ARE you a capable investor too put off by today's compliance burdens to start your own hedge fund?

Temasek Holdings has news for you.

The Singapore sovereign wealth fund is putting US$500 million with homegrown hedge fund Dymon Asia Capital to place with new hedge funds and, just as importantly, allow the new funds to piggyback on Dymon's back-end support.

"The proposition is not just providing seed capital," Dymon president Jay Luo told The Business Times. "Leveraging Dymon's already established infrastructure . . . we think is quite important and quite unique."

A global equity long-short fund with a focus on the Asia-Pacific will be the first to receive money under the venture with US$150 million of seed money provided by Temasek and the partners of Dymon and the new fund. The Port Meadow Fund will be managed by Carl Vine, a veteran of SAC Capital.

Temasek spokesman Stephen Forshaw told BT that Temasek, which will become the holder of a "significant minority stake" in Dymon via its commitment to the venture, remains focused on directly owning equity in companies and third-party hedge fund investments form only a small proportion of its portfolio.

But the Dymon deal gives Temasek an early foot in the door, he added. "We principally invest in funds for two reasons. One is it gives us exposure to new asset classes, sectors or geographies that we aren't invested in ourselves.

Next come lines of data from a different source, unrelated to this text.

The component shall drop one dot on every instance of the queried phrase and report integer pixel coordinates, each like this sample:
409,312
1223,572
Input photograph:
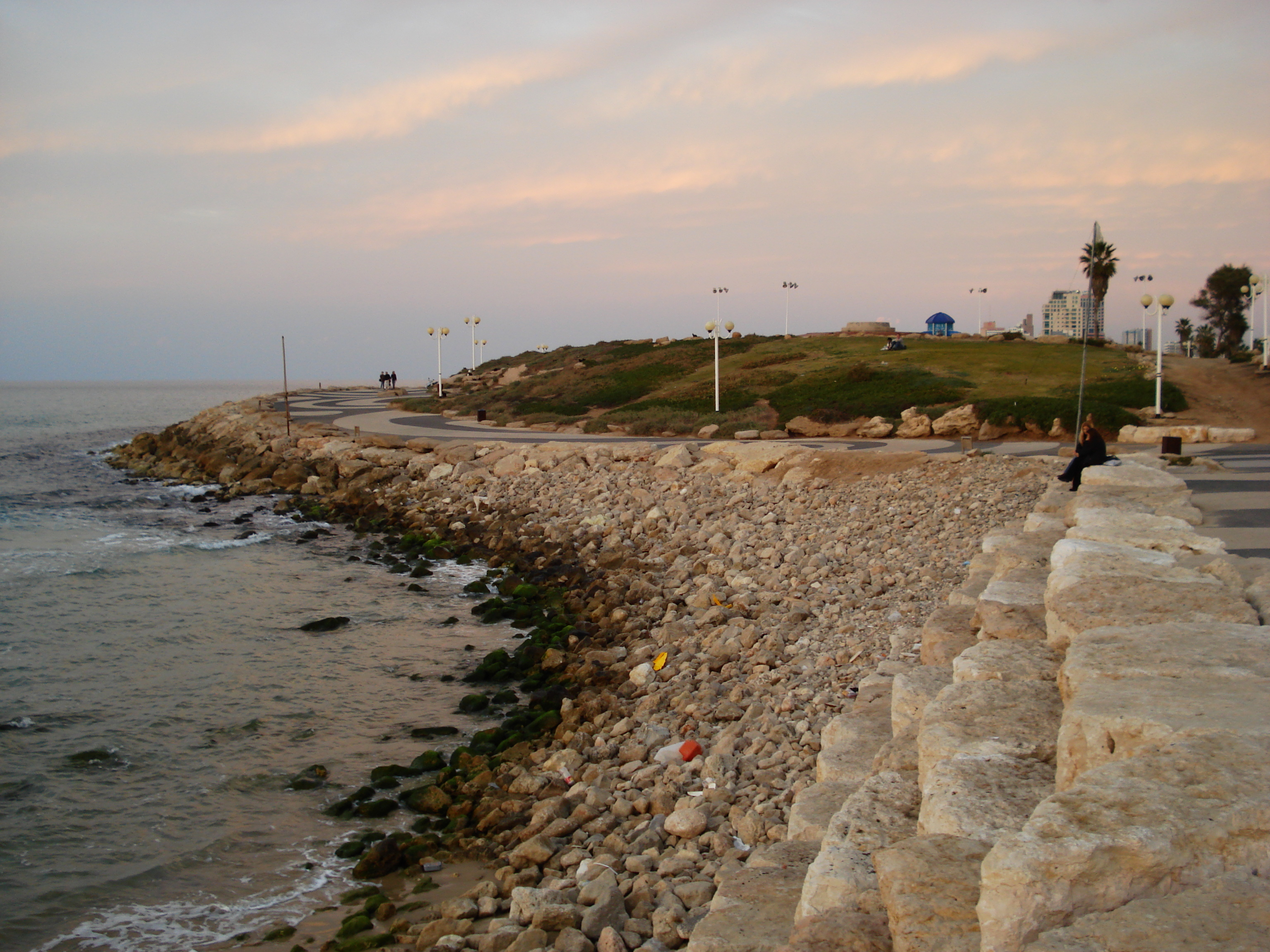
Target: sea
157,691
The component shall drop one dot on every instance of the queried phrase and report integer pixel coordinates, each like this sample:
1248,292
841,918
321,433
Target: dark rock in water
338,621
98,757
376,809
428,761
393,771
383,859
309,778
427,800
434,732
353,926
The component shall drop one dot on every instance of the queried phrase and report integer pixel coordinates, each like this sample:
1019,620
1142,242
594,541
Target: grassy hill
651,389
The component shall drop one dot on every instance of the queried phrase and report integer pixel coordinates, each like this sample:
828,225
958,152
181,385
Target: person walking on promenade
1091,450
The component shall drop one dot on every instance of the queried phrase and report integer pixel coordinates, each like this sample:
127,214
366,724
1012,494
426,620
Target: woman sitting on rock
1091,450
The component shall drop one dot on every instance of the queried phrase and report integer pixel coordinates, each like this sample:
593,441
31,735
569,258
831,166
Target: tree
1099,261
1225,305
1185,332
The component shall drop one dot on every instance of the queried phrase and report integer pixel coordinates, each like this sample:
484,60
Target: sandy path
1222,394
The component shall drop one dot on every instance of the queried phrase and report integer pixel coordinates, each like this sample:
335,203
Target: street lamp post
717,332
980,291
1163,304
789,286
473,321
439,333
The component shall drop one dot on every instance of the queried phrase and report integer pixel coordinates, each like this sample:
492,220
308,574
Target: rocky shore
742,596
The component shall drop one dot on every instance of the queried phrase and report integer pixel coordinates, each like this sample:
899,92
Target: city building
939,325
1070,313
1141,338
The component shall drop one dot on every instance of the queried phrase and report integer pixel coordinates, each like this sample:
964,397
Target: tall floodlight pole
473,321
789,286
717,332
980,291
1163,304
439,333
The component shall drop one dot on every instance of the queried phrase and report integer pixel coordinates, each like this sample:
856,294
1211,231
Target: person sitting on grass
1091,450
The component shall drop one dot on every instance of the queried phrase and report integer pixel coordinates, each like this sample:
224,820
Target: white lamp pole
980,312
717,332
1163,304
439,333
789,286
473,321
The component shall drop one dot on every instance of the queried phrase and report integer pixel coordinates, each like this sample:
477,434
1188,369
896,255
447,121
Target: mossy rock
376,809
355,924
428,761
358,894
351,851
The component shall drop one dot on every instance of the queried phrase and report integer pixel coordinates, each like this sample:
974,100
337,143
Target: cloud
388,111
506,204
779,74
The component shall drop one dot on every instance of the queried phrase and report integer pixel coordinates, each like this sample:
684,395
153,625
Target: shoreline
757,634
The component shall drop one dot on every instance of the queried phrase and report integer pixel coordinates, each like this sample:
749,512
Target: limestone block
1131,476
882,812
1112,720
841,931
1007,660
930,886
840,876
1131,829
751,912
947,634
1230,913
812,809
1015,718
984,797
1156,532
1199,652
912,691
968,592
849,744
1127,601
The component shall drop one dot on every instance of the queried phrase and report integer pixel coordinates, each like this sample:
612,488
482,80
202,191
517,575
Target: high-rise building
1069,313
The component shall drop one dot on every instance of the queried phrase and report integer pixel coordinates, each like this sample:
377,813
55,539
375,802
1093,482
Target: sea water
154,633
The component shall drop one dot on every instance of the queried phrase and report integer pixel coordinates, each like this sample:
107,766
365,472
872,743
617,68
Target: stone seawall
1080,761
775,578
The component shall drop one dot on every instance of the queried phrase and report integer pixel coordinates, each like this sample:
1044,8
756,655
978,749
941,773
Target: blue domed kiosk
939,325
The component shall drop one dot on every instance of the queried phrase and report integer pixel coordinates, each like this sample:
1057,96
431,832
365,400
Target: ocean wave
182,924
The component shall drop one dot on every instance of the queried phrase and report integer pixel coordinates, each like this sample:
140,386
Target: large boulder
1131,829
930,886
960,422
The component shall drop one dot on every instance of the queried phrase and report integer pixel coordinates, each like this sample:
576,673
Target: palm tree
1099,261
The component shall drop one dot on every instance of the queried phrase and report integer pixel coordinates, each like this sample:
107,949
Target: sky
182,183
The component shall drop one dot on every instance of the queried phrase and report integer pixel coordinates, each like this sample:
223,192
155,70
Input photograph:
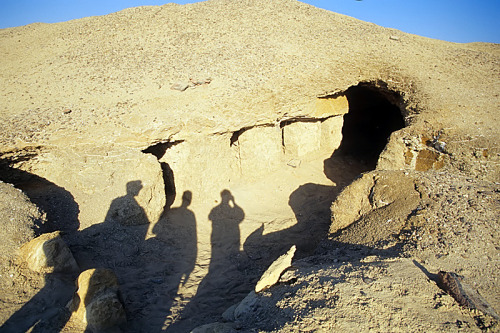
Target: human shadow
176,229
44,312
311,206
224,284
58,204
118,243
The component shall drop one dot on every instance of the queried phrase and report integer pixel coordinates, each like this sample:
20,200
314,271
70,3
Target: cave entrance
374,113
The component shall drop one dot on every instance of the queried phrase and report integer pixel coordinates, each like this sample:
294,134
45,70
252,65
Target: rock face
48,253
273,273
125,187
87,105
19,219
96,303
374,207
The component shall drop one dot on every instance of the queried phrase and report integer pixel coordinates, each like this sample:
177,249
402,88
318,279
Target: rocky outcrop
48,253
19,219
96,303
120,186
273,273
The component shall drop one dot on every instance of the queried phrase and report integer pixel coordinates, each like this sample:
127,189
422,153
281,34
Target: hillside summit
185,148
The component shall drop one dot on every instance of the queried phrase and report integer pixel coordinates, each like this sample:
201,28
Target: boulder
96,303
48,253
273,273
374,207
214,328
19,218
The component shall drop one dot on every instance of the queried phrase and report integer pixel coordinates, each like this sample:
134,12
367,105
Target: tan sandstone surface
185,148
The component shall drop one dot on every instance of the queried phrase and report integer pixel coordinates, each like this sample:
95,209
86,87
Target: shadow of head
187,197
226,196
134,187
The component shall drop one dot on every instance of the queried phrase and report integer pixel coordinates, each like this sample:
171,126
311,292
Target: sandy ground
91,89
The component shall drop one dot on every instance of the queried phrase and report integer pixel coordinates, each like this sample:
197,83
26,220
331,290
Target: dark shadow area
224,283
430,276
373,115
46,311
158,150
177,228
59,204
119,244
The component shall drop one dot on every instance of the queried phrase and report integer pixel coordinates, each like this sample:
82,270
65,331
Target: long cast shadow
224,283
44,312
177,228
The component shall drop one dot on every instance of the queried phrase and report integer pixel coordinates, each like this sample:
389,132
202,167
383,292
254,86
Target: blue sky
460,21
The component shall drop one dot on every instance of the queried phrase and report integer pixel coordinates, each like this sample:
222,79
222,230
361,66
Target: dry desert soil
186,148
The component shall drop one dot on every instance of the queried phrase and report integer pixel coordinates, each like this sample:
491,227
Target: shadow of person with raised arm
118,243
45,311
179,226
176,231
223,285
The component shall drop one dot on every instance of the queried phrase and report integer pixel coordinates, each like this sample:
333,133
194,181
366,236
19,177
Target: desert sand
185,148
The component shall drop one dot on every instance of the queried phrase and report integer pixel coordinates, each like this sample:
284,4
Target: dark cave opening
374,113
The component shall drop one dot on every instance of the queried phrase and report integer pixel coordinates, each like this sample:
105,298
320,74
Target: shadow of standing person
126,210
176,233
179,224
223,285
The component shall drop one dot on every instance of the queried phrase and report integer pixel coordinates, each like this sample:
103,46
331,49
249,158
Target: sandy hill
187,147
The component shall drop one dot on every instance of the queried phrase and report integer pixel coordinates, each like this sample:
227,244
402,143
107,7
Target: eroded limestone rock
19,219
96,303
48,253
125,186
273,273
214,328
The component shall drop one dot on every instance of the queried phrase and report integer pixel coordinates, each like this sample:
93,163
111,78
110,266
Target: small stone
181,86
96,303
273,273
48,253
246,307
294,163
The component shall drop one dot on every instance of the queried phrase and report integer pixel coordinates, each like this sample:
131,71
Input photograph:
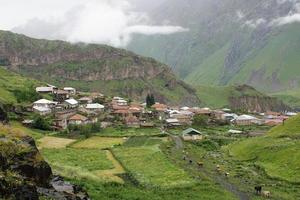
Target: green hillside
221,49
242,97
15,88
92,67
277,153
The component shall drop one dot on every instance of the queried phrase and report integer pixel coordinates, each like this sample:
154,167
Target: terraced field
98,143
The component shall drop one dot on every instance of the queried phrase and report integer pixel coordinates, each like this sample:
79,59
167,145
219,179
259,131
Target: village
69,107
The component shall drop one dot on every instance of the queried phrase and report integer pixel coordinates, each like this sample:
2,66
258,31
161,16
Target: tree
3,114
200,120
150,100
42,123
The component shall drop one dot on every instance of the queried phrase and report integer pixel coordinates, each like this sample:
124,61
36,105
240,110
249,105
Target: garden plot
151,167
49,142
98,143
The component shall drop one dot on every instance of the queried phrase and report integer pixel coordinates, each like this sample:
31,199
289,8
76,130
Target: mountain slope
229,42
93,68
15,88
274,152
241,97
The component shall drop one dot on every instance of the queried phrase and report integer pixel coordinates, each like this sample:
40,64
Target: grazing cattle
266,194
200,164
258,189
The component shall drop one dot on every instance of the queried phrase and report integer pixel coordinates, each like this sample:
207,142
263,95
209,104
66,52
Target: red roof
78,117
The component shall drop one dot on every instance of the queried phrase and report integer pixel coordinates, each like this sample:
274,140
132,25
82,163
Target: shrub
42,123
200,120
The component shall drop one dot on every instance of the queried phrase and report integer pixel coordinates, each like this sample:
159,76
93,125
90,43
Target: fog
110,22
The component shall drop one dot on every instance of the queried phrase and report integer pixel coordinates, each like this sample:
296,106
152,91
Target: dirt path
111,174
217,178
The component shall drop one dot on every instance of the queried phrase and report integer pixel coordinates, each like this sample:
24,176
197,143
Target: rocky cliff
91,67
229,42
25,175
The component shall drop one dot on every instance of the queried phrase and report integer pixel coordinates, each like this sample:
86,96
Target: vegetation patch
49,142
123,132
277,152
151,167
98,142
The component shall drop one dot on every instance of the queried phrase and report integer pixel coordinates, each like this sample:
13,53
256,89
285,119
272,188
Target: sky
110,22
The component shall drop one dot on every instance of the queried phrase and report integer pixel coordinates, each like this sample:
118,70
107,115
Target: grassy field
151,168
98,143
123,132
11,84
277,153
54,142
36,134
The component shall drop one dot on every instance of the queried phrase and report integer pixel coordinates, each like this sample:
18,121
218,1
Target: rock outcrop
25,175
92,67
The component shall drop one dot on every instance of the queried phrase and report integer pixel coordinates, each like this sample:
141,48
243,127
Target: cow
258,189
200,164
266,194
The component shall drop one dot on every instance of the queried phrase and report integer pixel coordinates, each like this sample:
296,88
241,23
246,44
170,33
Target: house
244,120
191,134
235,131
229,116
44,90
172,122
273,122
71,103
160,107
95,107
61,95
44,103
60,123
132,121
70,90
291,114
78,119
119,101
42,110
85,100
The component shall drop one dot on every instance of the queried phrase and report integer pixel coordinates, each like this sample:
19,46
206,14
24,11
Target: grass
124,132
151,167
144,141
82,159
98,143
36,134
10,83
276,153
49,142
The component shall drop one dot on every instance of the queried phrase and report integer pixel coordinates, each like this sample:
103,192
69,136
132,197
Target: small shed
191,134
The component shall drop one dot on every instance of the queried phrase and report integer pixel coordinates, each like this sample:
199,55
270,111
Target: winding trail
112,173
179,145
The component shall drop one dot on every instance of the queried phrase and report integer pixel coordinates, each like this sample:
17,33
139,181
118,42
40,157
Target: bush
3,114
26,95
86,130
42,123
200,120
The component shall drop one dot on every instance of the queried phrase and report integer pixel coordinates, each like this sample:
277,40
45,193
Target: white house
70,90
247,120
44,103
44,89
96,107
41,110
72,103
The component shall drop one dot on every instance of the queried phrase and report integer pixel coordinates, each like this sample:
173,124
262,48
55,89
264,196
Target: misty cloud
93,21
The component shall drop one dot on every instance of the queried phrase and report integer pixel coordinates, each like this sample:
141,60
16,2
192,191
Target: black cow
258,189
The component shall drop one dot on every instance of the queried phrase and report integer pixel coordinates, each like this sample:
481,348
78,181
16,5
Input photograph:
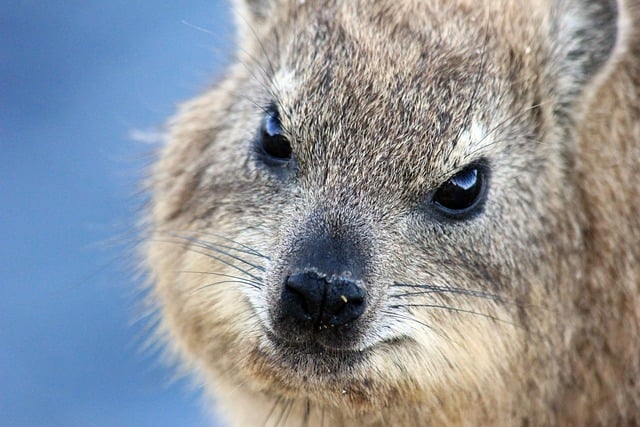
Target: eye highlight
461,196
271,139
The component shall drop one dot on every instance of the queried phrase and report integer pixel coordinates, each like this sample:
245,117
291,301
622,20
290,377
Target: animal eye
462,194
271,137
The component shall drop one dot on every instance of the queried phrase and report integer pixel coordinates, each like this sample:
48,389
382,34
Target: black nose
320,301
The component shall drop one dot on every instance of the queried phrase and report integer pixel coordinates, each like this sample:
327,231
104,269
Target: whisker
224,261
454,309
216,273
253,285
433,289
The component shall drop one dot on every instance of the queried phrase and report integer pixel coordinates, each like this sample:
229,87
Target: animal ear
583,34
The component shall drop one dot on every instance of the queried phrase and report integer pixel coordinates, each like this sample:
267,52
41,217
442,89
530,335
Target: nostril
302,296
328,302
344,295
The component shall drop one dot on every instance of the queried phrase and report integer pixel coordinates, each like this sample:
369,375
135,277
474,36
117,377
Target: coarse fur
527,313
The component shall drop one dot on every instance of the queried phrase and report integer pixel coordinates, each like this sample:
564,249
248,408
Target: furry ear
584,34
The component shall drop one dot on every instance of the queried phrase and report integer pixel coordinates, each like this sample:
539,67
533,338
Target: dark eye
271,137
462,194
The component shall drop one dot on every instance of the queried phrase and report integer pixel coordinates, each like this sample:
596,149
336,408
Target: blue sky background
77,79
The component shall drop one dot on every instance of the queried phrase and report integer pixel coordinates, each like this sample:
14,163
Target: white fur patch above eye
285,83
472,139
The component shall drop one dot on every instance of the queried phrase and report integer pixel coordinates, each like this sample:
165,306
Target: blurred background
83,85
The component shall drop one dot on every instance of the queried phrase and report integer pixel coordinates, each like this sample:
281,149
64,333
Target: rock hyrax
410,213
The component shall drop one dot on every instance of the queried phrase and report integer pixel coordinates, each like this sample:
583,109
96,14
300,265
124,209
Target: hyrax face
373,207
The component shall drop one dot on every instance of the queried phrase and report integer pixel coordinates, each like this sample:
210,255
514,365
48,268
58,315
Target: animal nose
320,301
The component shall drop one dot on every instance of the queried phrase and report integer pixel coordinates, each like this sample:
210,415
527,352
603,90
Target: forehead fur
364,86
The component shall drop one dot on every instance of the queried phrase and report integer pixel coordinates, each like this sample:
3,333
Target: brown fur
536,317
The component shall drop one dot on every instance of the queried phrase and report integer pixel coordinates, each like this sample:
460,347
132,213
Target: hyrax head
378,193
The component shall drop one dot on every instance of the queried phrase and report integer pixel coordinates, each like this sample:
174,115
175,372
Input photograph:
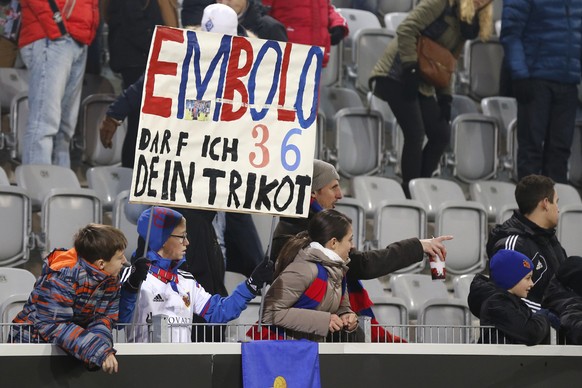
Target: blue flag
280,364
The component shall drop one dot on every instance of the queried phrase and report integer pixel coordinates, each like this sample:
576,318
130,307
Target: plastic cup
437,268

And two, it brings co-investment opportunities that we otherwise might not get on our own. We see these funds as early-stage opportunities to co-invest in companies in the future."

Mr Luo, who will be managing the new venture with Ben Freischmidt, the former co-manager of GLG Partners' Asia Long/Short strategy, said that it was becoming increasingly hard to start a hedge fund from scratch.

"Asia does not lack good managers who can make money in different markets", but the low starting point for most funds dollar-wise makes it harder for new managers to get to a critical size of about US$500 million to attract significant institutional money, he said.

But while other bluechip hedge funds such as BlackRock are also active providers of seed capital, Dymon hopes to go a step further and help with back-end support. That is a recognition of the immense task of complying with new rules and having risk-averse investors after the global financial crisis.

"In a typical hedge fund set-up, the new manager in the first year tends to spend half his time on non-investment related work. That's just the nature of running a business. But that can be hugely distracting, and it's not good for the limited partner and for the hedge fund manager."

This is not the first collaboration between Temasek and Dymon. In 2012, Temasek placed $100 million with Dymon as a limited partner to start a new private-equity fund focused on Singapore small and medium-sized enterprises.